How Long After Radiation Can Tumor Keep Shrinking?

Last Modified: April 30, 2006


Dear OncoLink "Ask The Experts,"

How long after stopping radiation can you continue to see tumor shrinkage?


Richard Whittington, MD, Associate Professor of Radiation Oncology at the University of Pennsylvania School of Medicine, responds:

This is a complex question. The first point to be made here is that, with the exception of spermatozoa and lymphocytes (among the two most rapidly dividing cells in the body), cancer cells die what is called a mitotic death. This means that the cell dies when it attempts to divide. So if a cell does not divide, then it does not die, but just sits there. At the same time, if a cell doesn't divide, it also cannot grow and spread. For tumors that divide slowly, the mass may shrink over a long, extended period after radiation stops. The median time for a prostate cancer to shrink is about 18 months. For colon carcinomas, some may grow more quickly and others may grow more slowly. The interval between initial surgery and recurrence will predict the rate of shrinkage; the longer the interval, the slower the shrinkage. This has to be balanced against the fibrosis, or scarring, that occurs following radiation. You want to do the surgery in the time frame when you have the maximum shrinkage yet with the least fibrosis.

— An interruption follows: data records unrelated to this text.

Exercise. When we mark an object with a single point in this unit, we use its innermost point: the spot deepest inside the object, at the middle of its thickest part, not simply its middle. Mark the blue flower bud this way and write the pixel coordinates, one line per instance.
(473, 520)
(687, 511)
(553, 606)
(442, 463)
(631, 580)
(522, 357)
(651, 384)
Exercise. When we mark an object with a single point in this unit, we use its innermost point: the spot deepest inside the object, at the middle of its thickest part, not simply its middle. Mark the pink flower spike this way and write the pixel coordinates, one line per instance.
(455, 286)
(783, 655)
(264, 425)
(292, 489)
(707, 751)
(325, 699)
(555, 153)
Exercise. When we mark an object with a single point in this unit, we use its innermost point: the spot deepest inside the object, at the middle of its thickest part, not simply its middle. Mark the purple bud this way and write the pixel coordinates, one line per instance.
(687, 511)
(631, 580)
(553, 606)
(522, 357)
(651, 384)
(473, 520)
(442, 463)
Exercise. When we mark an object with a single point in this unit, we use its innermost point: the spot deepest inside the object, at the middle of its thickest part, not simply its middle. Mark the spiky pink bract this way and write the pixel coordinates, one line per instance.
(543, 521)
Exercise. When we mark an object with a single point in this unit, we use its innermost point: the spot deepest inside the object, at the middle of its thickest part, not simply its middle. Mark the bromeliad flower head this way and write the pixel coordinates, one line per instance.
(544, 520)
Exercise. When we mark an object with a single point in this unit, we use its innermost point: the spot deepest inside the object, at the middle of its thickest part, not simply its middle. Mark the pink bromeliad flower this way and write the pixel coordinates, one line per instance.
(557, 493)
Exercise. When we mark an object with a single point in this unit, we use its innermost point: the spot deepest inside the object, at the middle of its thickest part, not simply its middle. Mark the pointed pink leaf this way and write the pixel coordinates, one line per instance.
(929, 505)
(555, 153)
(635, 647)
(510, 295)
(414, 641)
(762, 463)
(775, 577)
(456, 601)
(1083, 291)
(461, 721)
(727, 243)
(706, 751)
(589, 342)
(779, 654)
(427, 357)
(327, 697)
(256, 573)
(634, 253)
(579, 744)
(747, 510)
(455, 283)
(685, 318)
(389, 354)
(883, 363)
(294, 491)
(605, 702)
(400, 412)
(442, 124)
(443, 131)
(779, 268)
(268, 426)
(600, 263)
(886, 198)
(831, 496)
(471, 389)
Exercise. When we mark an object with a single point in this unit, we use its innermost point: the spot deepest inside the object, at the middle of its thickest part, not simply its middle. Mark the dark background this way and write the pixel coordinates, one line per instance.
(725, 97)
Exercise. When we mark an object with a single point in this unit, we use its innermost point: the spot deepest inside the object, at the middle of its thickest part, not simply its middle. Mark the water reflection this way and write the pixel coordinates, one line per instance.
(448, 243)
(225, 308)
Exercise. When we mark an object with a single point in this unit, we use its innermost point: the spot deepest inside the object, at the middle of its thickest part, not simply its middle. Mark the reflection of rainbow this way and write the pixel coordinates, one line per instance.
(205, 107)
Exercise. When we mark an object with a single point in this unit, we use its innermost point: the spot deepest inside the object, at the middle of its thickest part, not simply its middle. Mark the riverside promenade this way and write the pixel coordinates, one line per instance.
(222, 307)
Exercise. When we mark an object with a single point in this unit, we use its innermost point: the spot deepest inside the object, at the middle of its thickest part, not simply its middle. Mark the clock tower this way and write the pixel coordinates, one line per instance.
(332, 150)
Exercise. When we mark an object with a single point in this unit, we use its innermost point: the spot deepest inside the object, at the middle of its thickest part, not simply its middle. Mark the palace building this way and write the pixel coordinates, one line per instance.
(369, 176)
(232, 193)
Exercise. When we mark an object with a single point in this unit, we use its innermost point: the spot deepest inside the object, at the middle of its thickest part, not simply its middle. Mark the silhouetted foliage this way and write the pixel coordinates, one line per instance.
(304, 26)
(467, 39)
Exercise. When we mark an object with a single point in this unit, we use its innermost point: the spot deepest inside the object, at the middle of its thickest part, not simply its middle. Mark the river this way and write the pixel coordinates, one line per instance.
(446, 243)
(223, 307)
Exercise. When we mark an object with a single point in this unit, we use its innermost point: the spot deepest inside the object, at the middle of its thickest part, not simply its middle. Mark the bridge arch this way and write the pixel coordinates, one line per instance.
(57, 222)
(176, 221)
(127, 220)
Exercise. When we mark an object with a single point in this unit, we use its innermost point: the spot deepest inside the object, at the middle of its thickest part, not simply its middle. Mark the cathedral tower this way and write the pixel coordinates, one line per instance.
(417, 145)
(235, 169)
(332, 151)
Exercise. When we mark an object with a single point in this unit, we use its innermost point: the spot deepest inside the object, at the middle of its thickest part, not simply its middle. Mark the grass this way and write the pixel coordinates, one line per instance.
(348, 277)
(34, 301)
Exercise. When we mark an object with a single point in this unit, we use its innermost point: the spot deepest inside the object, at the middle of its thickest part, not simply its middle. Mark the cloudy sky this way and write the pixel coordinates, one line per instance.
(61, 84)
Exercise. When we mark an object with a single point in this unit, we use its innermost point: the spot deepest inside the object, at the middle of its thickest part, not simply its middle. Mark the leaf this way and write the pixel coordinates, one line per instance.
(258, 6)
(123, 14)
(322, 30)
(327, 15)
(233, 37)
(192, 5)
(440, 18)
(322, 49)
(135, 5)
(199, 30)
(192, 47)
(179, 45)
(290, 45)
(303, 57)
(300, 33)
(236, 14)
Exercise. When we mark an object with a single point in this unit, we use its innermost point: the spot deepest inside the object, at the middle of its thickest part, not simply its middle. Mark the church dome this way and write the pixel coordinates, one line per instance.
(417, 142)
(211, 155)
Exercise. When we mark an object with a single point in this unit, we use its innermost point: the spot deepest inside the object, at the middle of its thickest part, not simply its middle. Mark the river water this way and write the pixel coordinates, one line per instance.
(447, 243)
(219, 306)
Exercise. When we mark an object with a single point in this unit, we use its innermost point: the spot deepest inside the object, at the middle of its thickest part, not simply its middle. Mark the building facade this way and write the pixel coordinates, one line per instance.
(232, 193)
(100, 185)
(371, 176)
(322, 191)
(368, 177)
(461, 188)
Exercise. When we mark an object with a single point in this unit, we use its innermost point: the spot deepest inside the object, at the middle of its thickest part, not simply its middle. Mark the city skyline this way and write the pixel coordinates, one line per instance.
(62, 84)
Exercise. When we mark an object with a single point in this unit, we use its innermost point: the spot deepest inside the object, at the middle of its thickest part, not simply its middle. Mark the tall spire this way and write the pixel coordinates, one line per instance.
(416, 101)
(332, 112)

The second issue is the radiographic appearance of the tumor after radiation. As the tumor cells die and break up, the body's white cells clear the debris and cause an inflammatory process, like a bruise.

This inflammatory reaction can make the mass look larger, but this does not necessarily reflect tumor response or growth. These inflammatory reactions usually subside, but it may take a few months to see this on CT  even up to a year on MRI. For this reason, PET scans probably give a better indicator of tumor activity.